11. Boğaziçi Sinema Şenliği’nin Ulusal Uzun Metraj Sinema Yarışı kısmında yer alan 60 Gün sineması, Atlas 1948 Sineması’nda sinemaseverlerle buluştu. Gösterim sonrası moderatörlüğünü sinema muharriri Gökşen Aydemir’in üstlendiği bir söyleşi düzenlendi. Direktör, üretimci ve senarist İsmail Doruk, sinemanın daha evvel Hindistan ve Çin’de şenliklerde gösterildiğini söyleyerek, “Eski bir proje aslında. 6-7 yıl kadar oluyor. 2 sene evvel sineması çektik. Tam pandemiye denk geldik. O yüzden uzun sürdü.” dedi.
Film için 3 farklı final tasarladıklarını kaydeden Doruk, şunları aktardı:
“Biz ucu biraz açık bıraktık. Bu türlü olmasını istedik. Sineması sıkıntı çektik. Zira bağımsız sinema çekmek nitekim çok sıkıntı. Kıssa aslında yaşanmış olabilecek bir senaryo. Fakat o denli şeyler ile karşılaştım ki, sinemanın konusu dışında kalan şeylerdi. Biz bahisten sapmak istemedik. Özüne ziyan vermek istemedim.”
Doruk, sinemada rol alan oyunculara da değinerek, “Oyuncu seçimlerinde aklımızda isimler vardı. Birkaç görüşmeden sonra isimler netleşti aslında. Herkes projeyi sevdi, dahil olmak istedi. Ayrıyeten sinemada berbat karakter yok.” sözlerini kullandı. Oyuncu Başak Cingöz de çekimlerde zorlansalar da çok eğlenerek çektiklerini ve hoş bir süreç geçirdiklerini söyledi. Söyleşiye oyuncular Bora Kırkım, Aydın Orak ve Halil İbrahim Kaylaycıoğlu da katıldı.
Dünya prömiyerini 29. Kolkata Memleketler arası Sinema Şenliği’nde yapan sinema, 1981’de tıpkı köyde yaşayan iki gencin evlenmesiyle başlayan olayların beklenmedik bir biçimde sonuçlanmasını işliyor.

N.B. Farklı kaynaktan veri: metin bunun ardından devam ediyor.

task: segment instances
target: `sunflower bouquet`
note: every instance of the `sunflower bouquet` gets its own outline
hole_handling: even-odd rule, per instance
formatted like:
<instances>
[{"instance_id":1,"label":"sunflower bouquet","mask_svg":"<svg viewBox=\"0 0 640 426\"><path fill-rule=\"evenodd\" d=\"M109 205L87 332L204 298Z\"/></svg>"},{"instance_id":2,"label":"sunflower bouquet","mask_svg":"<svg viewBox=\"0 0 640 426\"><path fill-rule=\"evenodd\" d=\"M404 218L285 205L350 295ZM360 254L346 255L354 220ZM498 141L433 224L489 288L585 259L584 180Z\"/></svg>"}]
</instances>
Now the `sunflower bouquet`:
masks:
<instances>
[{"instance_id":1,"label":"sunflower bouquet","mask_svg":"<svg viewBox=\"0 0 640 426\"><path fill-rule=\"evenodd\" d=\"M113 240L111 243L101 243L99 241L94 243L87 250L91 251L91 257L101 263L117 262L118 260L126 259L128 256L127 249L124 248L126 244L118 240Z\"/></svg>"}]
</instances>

“EMPTY NETS” SİNEMASI AKM’DE GÖSTERİLDİ
“Uluslararası Uzun Metraj Sinema Yarışması” kısmında yer alan “Empty Nets” sinemasının gösterimi Atatürk Kültür Merkezi Yeşilçam Sineması’nda gerçekleştirildi. Gösterim sonrası yapılan söyleşiye katılan direktör Behrooz Karamizade, şenliğin genel koordinatörü Enes Erbay’ın sorularını yanıtladı. Karamizade, Türkiye’deyken kendini konutunda üzere hissettiğini belirterek, “Almanya’da doğdum büyüdüm lakin İran’a çok sık gidip geliyorum.” diye konuştu.
Filmin öyküsüne de değinen Karamizade, “İran’daki gençlerin, evlenmek ve iş sahibi olmak üzere çok kolay hayalleri var. Onların bu kolay hayalleri beni cezbediyor. Temelde çok kolay bir sinema. Genç bir adam var. Berbat kararlar veriyor ve makus sonuçlarla karşılaşıyor. Lakin bir yandan da yeni başlangıçları da temsil ediyor.” dedi. Behrooz Karamizade, çekimlerde kullanmak üzere değişik bir yer bulabilmek için İran taşrasını çokça gezdiğini aktararak, kelamlarını şöyle sürdürdü:
“Doğru kareyi çekebilmek için bence görsellik çok değerli. Bu nedenle evvel yeri buldum. Daha sonra öykü ile yerin içini doldurdum. Balıkçı yerini bulduktan sonra benim için gerçek bir görsel olduğunu düşündüm. Çok karanlık ve depresif bir yerdi ve benim öykümle tamamlanıyordu. Metaforik olarak deniz hem veren hem alan bir şeydi birebir İran ve gençlik ortasındaki alaka üzere.”
Film, Amir ve Nergis öyküsü üzerinden İran’daki yeni jenerasyonun hayatlarını etkileyen gelenek, yozlaşma ve toplumsal hiyerarşi bahislerine odaklanıyor.